Erin Innes
Hailing originally from northern Vancouver Island (Kwakwaka’wakw Territory), Erin is a radical educator, Permaculture activist, and cultural changemaker. Her background in anti-capitalist and environmental justice struggles informs her practise of Permaculture as a radical realignment of human social processes with the living earth that we are a part of. From natural building to urban farming to nonhierarchical organizing and direct democracy, Erin’s work centers around skillbuilding and empowerment within communities to create justice, beauty, and abundance; to meet our own needs through mutual aid and collectivity, in harmony with our ecologies and outside of the destructive machinery of capitalism and the colonial state.

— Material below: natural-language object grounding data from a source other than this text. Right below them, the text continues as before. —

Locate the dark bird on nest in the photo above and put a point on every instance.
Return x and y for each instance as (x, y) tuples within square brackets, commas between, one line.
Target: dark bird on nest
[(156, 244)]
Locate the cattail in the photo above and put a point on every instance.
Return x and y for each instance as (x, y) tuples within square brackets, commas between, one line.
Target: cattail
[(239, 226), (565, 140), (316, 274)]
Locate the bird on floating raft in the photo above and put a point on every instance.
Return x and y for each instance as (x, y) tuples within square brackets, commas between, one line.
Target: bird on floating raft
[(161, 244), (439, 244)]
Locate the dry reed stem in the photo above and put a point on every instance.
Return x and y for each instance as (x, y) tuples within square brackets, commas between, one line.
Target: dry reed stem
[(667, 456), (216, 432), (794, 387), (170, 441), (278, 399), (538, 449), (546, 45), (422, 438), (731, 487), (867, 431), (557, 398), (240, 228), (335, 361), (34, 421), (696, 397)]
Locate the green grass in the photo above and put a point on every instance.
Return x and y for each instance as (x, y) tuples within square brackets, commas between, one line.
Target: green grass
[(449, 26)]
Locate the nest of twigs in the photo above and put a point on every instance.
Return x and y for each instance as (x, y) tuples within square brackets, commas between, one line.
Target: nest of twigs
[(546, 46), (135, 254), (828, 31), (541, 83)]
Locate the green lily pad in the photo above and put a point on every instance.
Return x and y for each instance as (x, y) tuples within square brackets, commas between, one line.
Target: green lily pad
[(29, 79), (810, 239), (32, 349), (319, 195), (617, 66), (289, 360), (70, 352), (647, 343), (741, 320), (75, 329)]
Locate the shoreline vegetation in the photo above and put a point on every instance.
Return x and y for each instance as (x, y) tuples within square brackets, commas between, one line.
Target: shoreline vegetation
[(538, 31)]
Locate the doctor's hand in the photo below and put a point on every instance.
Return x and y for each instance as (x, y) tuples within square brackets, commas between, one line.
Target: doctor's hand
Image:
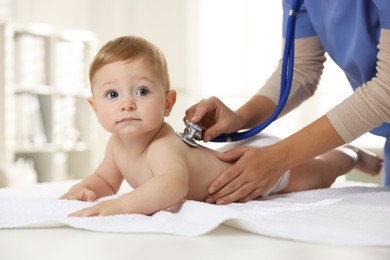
[(214, 117), (255, 171)]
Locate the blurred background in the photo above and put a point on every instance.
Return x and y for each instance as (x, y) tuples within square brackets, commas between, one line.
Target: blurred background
[(224, 48)]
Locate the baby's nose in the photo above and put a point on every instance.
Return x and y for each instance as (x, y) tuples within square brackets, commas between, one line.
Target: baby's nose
[(128, 105)]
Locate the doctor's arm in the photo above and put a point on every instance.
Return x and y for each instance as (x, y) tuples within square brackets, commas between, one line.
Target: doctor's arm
[(257, 169)]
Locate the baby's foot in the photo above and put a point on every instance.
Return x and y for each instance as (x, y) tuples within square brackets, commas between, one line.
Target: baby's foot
[(367, 162)]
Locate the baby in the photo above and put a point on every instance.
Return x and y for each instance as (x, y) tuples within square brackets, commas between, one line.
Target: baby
[(131, 95)]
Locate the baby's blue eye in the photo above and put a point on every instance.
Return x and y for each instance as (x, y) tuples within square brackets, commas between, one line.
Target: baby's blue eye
[(142, 92), (112, 94)]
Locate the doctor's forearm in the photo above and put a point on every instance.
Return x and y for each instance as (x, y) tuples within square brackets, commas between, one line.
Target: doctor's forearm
[(256, 111)]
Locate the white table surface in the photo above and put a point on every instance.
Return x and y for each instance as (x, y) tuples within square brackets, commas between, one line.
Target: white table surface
[(223, 243)]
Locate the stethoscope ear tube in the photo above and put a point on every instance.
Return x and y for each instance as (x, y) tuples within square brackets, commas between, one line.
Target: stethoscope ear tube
[(285, 82)]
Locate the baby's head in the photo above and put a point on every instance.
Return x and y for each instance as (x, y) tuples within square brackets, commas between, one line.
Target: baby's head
[(131, 48)]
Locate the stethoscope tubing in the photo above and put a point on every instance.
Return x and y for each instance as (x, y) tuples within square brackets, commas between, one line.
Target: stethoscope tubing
[(285, 84)]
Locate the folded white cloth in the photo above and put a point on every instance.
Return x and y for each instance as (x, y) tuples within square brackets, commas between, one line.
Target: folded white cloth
[(343, 216)]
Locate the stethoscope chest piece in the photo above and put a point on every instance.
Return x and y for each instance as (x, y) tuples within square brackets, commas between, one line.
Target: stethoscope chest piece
[(191, 133)]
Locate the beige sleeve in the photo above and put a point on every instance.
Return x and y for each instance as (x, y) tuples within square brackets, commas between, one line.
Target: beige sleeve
[(369, 106), (308, 66)]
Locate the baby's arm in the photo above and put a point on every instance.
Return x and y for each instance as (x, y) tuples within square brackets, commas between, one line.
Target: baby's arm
[(104, 181), (168, 187)]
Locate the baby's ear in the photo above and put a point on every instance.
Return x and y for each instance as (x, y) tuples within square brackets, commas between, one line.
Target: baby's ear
[(170, 100)]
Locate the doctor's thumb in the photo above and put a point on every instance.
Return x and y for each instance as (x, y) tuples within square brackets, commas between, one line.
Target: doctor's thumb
[(231, 155)]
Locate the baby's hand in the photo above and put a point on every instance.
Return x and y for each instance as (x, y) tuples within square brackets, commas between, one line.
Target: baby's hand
[(79, 192), (104, 208)]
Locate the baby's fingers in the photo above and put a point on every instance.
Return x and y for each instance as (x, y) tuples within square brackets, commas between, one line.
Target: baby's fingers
[(87, 212)]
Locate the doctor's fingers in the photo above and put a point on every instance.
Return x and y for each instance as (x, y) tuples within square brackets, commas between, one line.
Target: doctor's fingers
[(204, 112), (233, 192)]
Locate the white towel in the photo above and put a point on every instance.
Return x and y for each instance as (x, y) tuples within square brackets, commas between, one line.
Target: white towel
[(342, 216)]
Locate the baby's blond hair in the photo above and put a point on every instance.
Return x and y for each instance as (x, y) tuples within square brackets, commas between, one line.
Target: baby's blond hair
[(130, 48)]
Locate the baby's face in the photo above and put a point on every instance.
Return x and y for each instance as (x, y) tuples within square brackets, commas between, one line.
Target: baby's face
[(128, 98)]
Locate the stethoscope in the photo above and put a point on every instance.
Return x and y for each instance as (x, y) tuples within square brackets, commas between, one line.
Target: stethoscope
[(193, 132)]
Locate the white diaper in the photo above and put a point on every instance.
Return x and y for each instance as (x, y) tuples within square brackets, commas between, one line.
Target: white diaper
[(261, 140)]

Erin is a Certified Permaculture Designer and a recognized Permaculture Teacher with the Urban Permaculture Guild. She has been deeply involved in grassroots food justice work, through the international Food Not Bombs movement and as a volunteer and worker on many organic farms and community-based farming and farming education projects.
In 2008 Erin started the Farmhouse Farm, Vancouver’s first bike-powered backyard CSA (Community Supported Agriculture) project, as an offshoot of the garden at The Farmhouse, one of the city’s longest-running collective houses. Starting with the radical ideas that people should get to make their living in a way that benefits their community and that growing food is a human right, no matter where you live, she turned the lawn of this rented home into a farm that provided produce to the Farmhouse’s five residents as well as to five other families across the city, delivered once a week by bicycle.
After two highly successful years, Erin handed off the Farmhouse garden to a new set of Farmhouse Animals and now works and teaches in and around the Powell River region. She continues to organize and teach with many diverse groups, and writes on food justice, farming, and sustainability issues for publications around BC and across the country.